A pesar de los horrores de las últimas veinticuatro horas -o quizá por eso mismo-, Myron no pudo contener la risa. Mickey salió del coche y caminó por el mismo sendero donde la noche anterior había atacado a Myron. Su tío le siguió y, por un momento, estuvo tentado de placar en broma a su sobrino. Es curioso lo que nos pasa por la cabeza en los momentos más extraños.

Su madre estaba en la puerta. Primero abrazó a Mickey, de esa manera que sólo podía hacer ella. Cuando su madre daba un abrazo lo daba todo, no retenía nada. Mickey cerró los ojos y se dejó envolver.

Myron esperaba que el chico se echara a llorar, pero Mickey no era aficionado a la llantina. Mamá por fin le soltó y abrazó a su hijo. Luego dio un paso atrás y les detuvo ante la entrada con una mirada asesina.

– ¿Qué está pasando con vosotros dos? -preguntó mamá.

– ¿A qué te refieres? -dijo Myron.

– A mí no me vengas con ésas. Tu padre acaba de decirme que Mickey se quedará aquí un tiempo. Nada más. No me malinterpretes, Mickey, estoy encantada de que vengas a vivir con nosotros. Demasiado has tardado en venir, con todas esas tonterías por el extranjero. Tú perteneces a este lugar. Con nosotros. Con tu familia.

Mickey no dijo nada.

– ¿Dónde está papá? -preguntó Myron.

– Está en el sótano, preparando tu viejo dormitorio para Mickey. A ver, ¿qué está pasando?

– ¿Por qué no llamamos a papá y hablamos de todo?

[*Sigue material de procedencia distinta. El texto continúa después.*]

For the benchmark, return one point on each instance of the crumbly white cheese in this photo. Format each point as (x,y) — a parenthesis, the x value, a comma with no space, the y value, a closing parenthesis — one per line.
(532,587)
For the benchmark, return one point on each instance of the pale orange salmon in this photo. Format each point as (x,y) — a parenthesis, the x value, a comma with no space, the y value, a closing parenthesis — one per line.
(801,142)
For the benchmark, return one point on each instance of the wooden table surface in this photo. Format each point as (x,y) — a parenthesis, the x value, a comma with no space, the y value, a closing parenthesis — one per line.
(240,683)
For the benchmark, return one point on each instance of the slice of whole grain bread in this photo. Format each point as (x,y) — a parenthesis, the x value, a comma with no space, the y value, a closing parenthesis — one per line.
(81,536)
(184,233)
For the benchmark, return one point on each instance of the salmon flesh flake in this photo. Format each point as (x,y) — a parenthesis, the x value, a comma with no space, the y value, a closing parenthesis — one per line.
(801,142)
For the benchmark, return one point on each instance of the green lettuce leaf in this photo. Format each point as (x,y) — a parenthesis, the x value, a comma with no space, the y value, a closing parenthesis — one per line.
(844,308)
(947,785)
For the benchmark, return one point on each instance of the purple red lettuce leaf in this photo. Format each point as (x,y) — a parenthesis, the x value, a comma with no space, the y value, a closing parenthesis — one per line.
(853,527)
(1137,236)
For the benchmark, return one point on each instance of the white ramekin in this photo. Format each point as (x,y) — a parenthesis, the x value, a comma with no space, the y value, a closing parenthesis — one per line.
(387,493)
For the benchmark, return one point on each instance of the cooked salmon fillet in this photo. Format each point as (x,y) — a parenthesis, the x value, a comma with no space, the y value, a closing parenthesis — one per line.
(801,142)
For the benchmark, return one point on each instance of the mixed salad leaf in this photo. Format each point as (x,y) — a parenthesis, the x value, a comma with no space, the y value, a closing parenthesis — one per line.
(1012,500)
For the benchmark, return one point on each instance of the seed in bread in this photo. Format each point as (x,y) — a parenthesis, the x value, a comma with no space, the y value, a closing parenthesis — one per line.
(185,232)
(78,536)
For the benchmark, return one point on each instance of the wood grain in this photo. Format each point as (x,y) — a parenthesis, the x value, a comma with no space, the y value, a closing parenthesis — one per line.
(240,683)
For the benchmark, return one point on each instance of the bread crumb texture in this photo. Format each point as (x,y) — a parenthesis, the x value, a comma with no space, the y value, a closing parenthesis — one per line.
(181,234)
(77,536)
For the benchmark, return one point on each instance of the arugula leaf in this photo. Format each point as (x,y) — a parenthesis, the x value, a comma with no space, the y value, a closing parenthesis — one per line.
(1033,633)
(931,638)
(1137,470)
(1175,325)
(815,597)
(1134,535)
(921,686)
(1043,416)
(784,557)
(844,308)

– Por mí está bien -admitió mamá, y le apuntó con el dedo, como, eh, como una madre-, pero nada de cosas raras.

– ¿Cosas raras?

– ¿Al? Los chicos están aquí.

Entraron en la casa. Mamá cerró la puerta.

– ¿Al?

Ninguna respuesta. Se miraron, pero nadie se movió. Myron fue hacia el sótano. La puerta del viejo dormitorio de Myron -que pronto sería el de Mickey- estaba abierta de par en par. Llamó a su padre.

– ¿Papá?

No hubo respuesta.

Myron observó a su madre. Parecía más intrigada que otra cosa. Myron sintió que el pánico entraba en su pecho. Luchó contra él y por fin saltó y corrió por las escaleras del sótano. Mickey fue tras él.

Myron se detuvo cuando llegó al pie de las escaleras y Mickey chocó contra él, empujándolo un poco, pero Myron no sintió nada. Miraba fijamente hacia delante y sentía que todo su mundo comenzaba a derrumbarse.